‘Beyond Milestone’: new AI system thrashes humans at poker
Although the games were played in December 2016, the results of the research by University of Alberta's Computer Poker Research Group have just been published by Science.
Unlike chess and checkers (games with ‘perfect information’) in which AI has shown its prowess for some time now, poker, a game with ‘imperfect information,’ was a tough nut to crack for AI.
“Poker has been a longstanding challenge problem in artificial intelligence,” professor in the University of Alberta Faculty of Science and principal investigator on the study, Michael Bowling, said.
“It is the quintessential game of imperfect information in the sense that the players don’t have the same information or share the same perspective while they’re playing.”
Using continual re-solving, DeepStack determines the correct strategy for every particular poker situation, rather than focusing on the big picture. Using a technique akin to human ‘intuition,’ it takes DeepStack about three seconds to make a decision.
“The implications go beyond being a milestone for artificial intelligence. DeepStack represents a paradigm shift in approximating solutions to large, sequential imperfect information games,” according to Science, with reference to the capabilities of the AI.

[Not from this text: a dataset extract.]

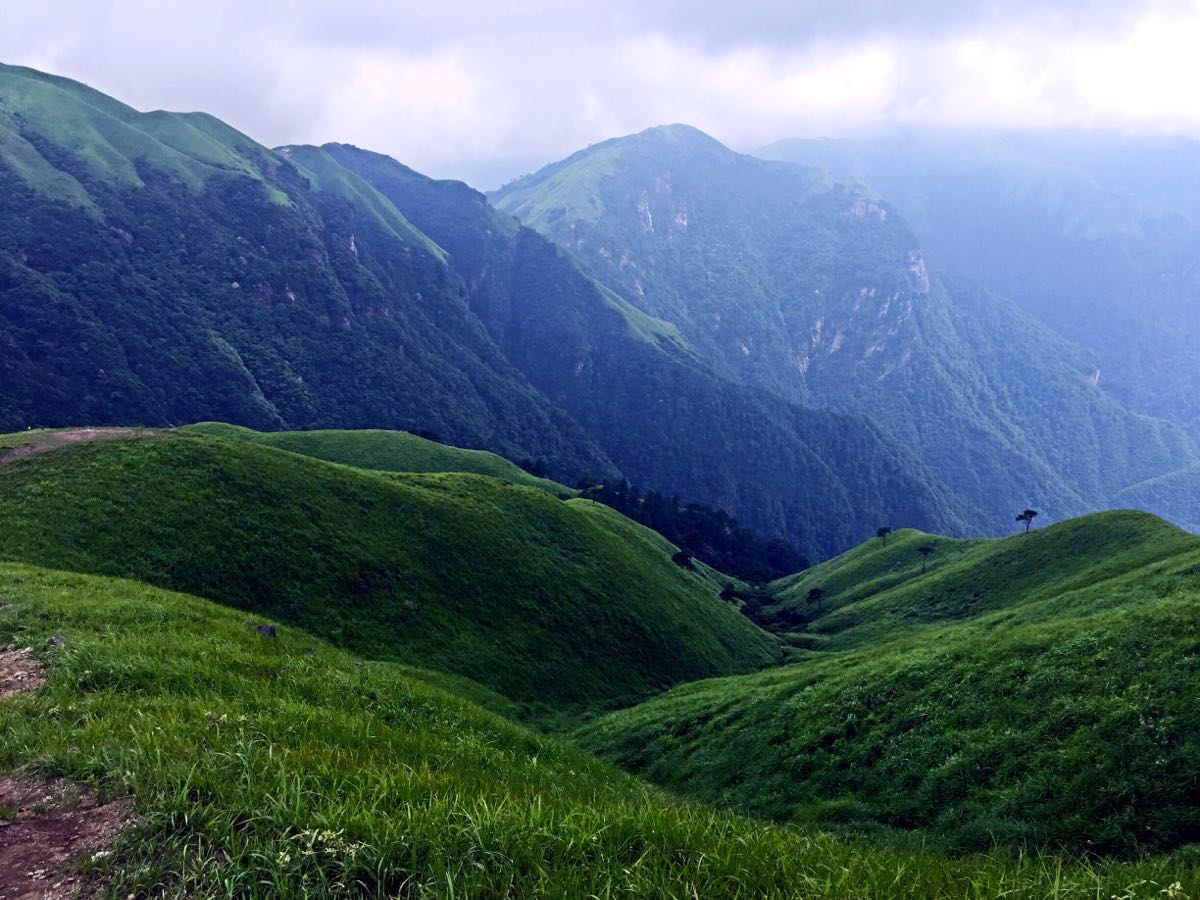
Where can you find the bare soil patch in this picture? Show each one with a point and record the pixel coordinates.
(19, 672)
(47, 827)
(55, 439)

The tests took place in December 2016 with a pool of professional poker players recruited by the International Federation of Poker, and DeepStack beat each of the 11 players who finished their match. In January, during a 20-day game of no-limit Texas Hold ‘Em, Libratus, an AI built by two Carnegie Mellon researchers, thrashed four of the world’s top players.
Talking to The Verge, Professor Tuomas Sandholm, who worked on Libratus, argued that although DeepStack were the first ones to show positive results with their AI, it wasn’t enough:
“They were not playing against top pros, so one can’t say they bested mankind,” Sandholm said.